LONDON (Reuters) - Britain’s economy has been treading water since the start of the year and inflation pressures are easing, limiting the case for the Bank of England to raise interest rates next month, the British Chambers of Commerce said on Thursday.
The BCC’s quarterly economic survey - the largest of its kind - showed a familiar picture of lacklustre domestic demand, only partly mitigated by the boost to foreign demand from the fall in the value of the pound since June 2016’s Brexit vote.
“What growth we see in the UK economy is due principally to strong global trading conditions, rather than domestic demand, which remains muted,” the BCC’s director-general, Adam Marshall, said.
Britain’s economy recorded the weakest year-on-year growth of any major economy in late 2017, as consumers struggled with higher inflation caused by the weak pound, and more recent official data points to a further slowdown in early 2018.
However, the BoE said in February that the economy was close to reaching its capacity to grow without generating excessive inflation, leading investors to predict that a rate rise is coming next month.
Two of the BoE’s nine policymakers voted for a rate rise at their last meeting in March, citing evidence of rising domestic inflation pressures in business surveys.
The BCC said this was not the experience of its members. Fewer firms expect to raise prices than in late 2017, and rising pay demands from workers were a problem for under a quarter of businesses, the survey showed.
“Inflation is now on a downward trajectory,” BCC economist Suren Thiru said. “While we expect interest rates to rise next month, with UK economic conditions subdued and inflation weakening, the case for a further tightening in monetary policy continues to look limited at best.”

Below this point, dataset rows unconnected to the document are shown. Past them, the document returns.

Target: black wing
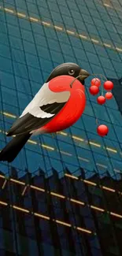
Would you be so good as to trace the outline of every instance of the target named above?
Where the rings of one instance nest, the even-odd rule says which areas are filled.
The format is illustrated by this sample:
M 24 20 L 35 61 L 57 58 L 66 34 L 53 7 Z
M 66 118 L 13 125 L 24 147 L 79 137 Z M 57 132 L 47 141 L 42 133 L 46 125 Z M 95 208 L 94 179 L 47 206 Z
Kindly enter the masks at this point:
M 52 104 L 43 105 L 40 107 L 40 109 L 44 111 L 46 113 L 54 114 L 54 116 L 51 117 L 36 117 L 32 114 L 27 113 L 24 116 L 18 118 L 17 121 L 15 121 L 10 130 L 8 132 L 7 136 L 30 132 L 43 127 L 53 119 L 62 109 L 65 104 L 66 102 L 54 102 Z

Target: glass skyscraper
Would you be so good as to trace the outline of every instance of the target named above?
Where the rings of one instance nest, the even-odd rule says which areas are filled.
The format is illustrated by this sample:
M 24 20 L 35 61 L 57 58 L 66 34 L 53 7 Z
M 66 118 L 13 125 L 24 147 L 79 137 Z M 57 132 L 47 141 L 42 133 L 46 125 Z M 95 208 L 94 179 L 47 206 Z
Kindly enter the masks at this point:
M 121 255 L 122 3 L 0 0 L 0 150 L 63 62 L 105 76 L 115 97 L 99 106 L 89 77 L 72 128 L 33 137 L 12 163 L 0 162 L 0 255 Z M 109 127 L 105 138 L 96 119 Z

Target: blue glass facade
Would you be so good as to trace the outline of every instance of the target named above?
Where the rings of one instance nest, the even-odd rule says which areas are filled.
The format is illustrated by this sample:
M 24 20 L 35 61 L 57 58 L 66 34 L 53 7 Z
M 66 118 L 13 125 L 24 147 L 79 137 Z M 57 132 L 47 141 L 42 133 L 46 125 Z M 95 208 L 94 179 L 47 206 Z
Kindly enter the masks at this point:
M 121 77 L 121 11 L 119 1 L 0 1 L 1 149 L 9 139 L 6 132 L 59 64 L 76 62 L 91 73 Z M 39 167 L 46 176 L 52 167 L 59 176 L 65 168 L 79 175 L 81 167 L 86 177 L 109 173 L 120 179 L 121 113 L 115 98 L 105 106 L 96 103 L 88 91 L 91 80 L 82 118 L 54 139 L 46 135 L 29 140 L 11 165 L 0 163 L 6 176 L 10 166 L 19 176 L 26 169 L 35 175 Z M 105 139 L 97 135 L 96 117 L 109 128 Z
M 120 0 L 0 0 L 0 150 L 63 62 L 112 80 L 115 96 L 98 106 L 88 78 L 72 128 L 31 138 L 14 161 L 0 162 L 1 256 L 122 255 L 121 13 Z

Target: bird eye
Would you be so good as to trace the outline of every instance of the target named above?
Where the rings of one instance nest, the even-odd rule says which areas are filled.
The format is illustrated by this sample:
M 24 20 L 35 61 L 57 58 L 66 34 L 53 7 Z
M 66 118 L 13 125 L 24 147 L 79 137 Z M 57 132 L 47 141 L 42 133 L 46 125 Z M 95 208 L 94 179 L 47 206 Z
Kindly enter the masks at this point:
M 75 74 L 75 71 L 73 69 L 70 69 L 68 71 L 68 74 L 71 75 L 71 76 L 73 76 Z

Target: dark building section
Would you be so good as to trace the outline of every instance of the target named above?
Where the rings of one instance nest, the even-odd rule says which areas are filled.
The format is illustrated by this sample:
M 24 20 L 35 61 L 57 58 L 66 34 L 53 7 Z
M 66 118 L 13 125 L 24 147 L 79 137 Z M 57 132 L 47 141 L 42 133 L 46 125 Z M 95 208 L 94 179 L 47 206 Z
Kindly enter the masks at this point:
M 122 255 L 121 180 L 0 174 L 0 255 Z

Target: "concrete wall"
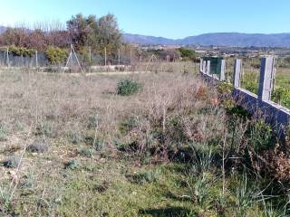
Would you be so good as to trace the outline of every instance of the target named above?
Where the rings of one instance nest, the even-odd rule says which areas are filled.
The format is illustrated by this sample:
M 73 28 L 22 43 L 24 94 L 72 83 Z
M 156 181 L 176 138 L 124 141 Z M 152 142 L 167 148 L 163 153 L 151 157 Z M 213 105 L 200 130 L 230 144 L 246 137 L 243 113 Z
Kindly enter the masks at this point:
M 208 62 L 207 62 L 208 64 Z M 271 91 L 275 78 L 275 59 L 272 57 L 262 58 L 259 83 L 259 96 L 244 90 L 240 85 L 241 61 L 237 60 L 234 69 L 233 98 L 254 116 L 263 118 L 284 135 L 284 129 L 290 122 L 290 109 L 271 101 Z M 200 67 L 201 78 L 210 85 L 218 85 L 221 80 L 206 73 L 204 67 Z

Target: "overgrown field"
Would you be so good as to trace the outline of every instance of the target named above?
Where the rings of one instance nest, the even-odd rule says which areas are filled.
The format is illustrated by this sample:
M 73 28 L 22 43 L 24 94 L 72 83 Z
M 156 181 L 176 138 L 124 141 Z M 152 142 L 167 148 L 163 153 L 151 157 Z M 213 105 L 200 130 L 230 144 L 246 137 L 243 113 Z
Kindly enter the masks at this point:
M 290 142 L 229 91 L 187 71 L 1 73 L 0 215 L 288 216 Z

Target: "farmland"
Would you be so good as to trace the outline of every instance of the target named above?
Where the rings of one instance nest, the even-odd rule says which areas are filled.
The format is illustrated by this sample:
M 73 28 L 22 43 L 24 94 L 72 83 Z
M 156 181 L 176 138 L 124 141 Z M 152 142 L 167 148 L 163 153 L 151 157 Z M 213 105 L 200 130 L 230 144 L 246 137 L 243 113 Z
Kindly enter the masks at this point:
M 183 69 L 2 72 L 3 215 L 287 214 L 288 141 Z

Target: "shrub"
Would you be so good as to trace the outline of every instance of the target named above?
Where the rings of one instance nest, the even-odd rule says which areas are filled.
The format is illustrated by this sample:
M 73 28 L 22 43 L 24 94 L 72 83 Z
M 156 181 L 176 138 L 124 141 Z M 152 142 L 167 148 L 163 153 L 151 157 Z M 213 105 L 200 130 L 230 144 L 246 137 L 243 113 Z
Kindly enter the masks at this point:
M 45 52 L 45 56 L 52 64 L 59 64 L 65 61 L 68 52 L 65 49 L 50 46 Z
M 187 48 L 179 48 L 178 51 L 180 52 L 180 56 L 183 60 L 188 61 L 188 60 L 194 60 L 196 58 L 196 52 L 191 49 Z
M 141 89 L 141 84 L 130 80 L 121 80 L 117 85 L 117 93 L 121 96 L 129 96 L 137 93 Z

Manufacturers in the BCC survey reported the fastest growth in export sales and orders since the second quarter of 2014. But domestic sales grew at the weakest rate since late 2016.
Services businesses reported steady domestic sales growth but only a minimal pick-up in the rate of export expansion.
“Even with a standout performance from manufacturing exporters able to reap the benefits of lower sterling, the UK economy as a whole is treading water, rather than powering ahead,” Marshall said.
The BCC surveyed more than 7,000 businesses from Feb. 19 to March 12, before Prime Minister Theresa May reached a provisional agreement with the European Union on trading terms after Britain leaves the bloc in just under a year.